Friday, October 28, 2016

"Look! Up in the sky!"

Yes, it’s Superman, strange visitor from another planet who came to earth with powers and abilities far beyond those of mortal men. Superman, who can change the course of mighty rivers, bend steel in his bare hands. And who, disguised as Clark Kent, mild-mannered reporter for a great metropolitan newspaper, fights a never ending battle for truth, justice and the American way.
Introduction to Superman TV series, 1952–1958
As previously, there have been times when I've been underwhelmed by the level of Star Trek knowledge displayed by our front desk administrative staff.  Well, I'm sorry to say that things have hit a surprising new low regarding what I would consider to be the acceptable threshold of geek savviness required for the position.

Every now and then, our admin team* will get together on Friday morning and share a breakfast of McDonald's takeout food - McMuffins and McGriddles and so on.  When a request for orders arrived from the front desk via e-mail yesterday, I requested a Sausage McMuffin and went on with my life.

When I next passed her desk, our front desk person said, "I got yur Maccy D's e-mail - do ya not want a hash broown?" **

"Thank you, but no.  I'm trying to lose some weight, and potatoes are sort of my Kryptonite when it comes to that."

"Wot's tha', then?"

"Kryptonite?  You've never heard of Kryptonite?  The green stuff that makes Superman weak?"

"Noo, I don't know wha' tha' is."

"Well, you know that Superman is from Krypton..."

"Noo - where's tha', then?"


I can maybe make a case for not knowing the connection between Krypton and Superman, but I'd like to think that the concept of Kryptonite as a metaphor for fatal weakness is solidly embedded into popular culture.

Or perhaps it's a question of geography, and Superman is just more American than I thought. I suspect that very few people at my workplace would recognize any of the characters from 2000AD, Britain's long-running weekly comics magazine, or any of its competitors, but even so, distinctively British characters such as Judge Dredd and V have achieved some degree of international recognition. I suspect that Superman, regardless of his American origin, has a level of iconic recognition in the First World that he shares with only a few others, such as Mickey Mouse - and perhaps Snoopy.

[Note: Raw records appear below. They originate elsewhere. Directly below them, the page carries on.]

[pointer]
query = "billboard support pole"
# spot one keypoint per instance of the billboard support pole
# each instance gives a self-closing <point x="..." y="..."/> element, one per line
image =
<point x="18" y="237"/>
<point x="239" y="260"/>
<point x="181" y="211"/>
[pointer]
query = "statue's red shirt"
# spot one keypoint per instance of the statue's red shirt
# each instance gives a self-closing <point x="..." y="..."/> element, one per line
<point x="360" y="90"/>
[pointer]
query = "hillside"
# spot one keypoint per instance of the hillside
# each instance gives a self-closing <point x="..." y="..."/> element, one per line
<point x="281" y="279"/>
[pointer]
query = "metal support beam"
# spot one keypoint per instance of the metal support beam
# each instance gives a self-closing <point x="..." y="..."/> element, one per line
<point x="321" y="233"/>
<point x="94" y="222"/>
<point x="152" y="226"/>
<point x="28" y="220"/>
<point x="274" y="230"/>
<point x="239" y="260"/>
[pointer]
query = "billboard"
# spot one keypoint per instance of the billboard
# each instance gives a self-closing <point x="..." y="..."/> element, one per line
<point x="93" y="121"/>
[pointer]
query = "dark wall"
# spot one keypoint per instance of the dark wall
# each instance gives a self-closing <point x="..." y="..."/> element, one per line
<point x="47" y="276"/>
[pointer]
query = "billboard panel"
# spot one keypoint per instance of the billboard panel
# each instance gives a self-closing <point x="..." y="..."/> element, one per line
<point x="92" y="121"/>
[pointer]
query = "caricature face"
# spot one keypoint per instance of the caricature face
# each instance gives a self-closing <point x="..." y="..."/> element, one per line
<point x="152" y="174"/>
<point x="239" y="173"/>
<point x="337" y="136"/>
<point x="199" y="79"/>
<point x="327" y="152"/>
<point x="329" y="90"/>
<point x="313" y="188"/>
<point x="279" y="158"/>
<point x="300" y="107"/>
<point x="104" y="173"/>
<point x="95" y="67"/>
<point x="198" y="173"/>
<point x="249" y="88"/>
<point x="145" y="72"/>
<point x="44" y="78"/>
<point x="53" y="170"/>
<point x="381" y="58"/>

That being said, the situation may be worse than I thought.  After all, I never actually asked if she knew who Superman was...

- Sid

* My job as designer/photographer/technical writer doesn't really classify as administrative, but since it's not really a field position either, I have honourary membership.

** The incumbent at our front desk is from England, and sounds a bit like a Dickensian street urchin.  I'll do my best to accurately depict the idiosyncratic nature of her conversational voice.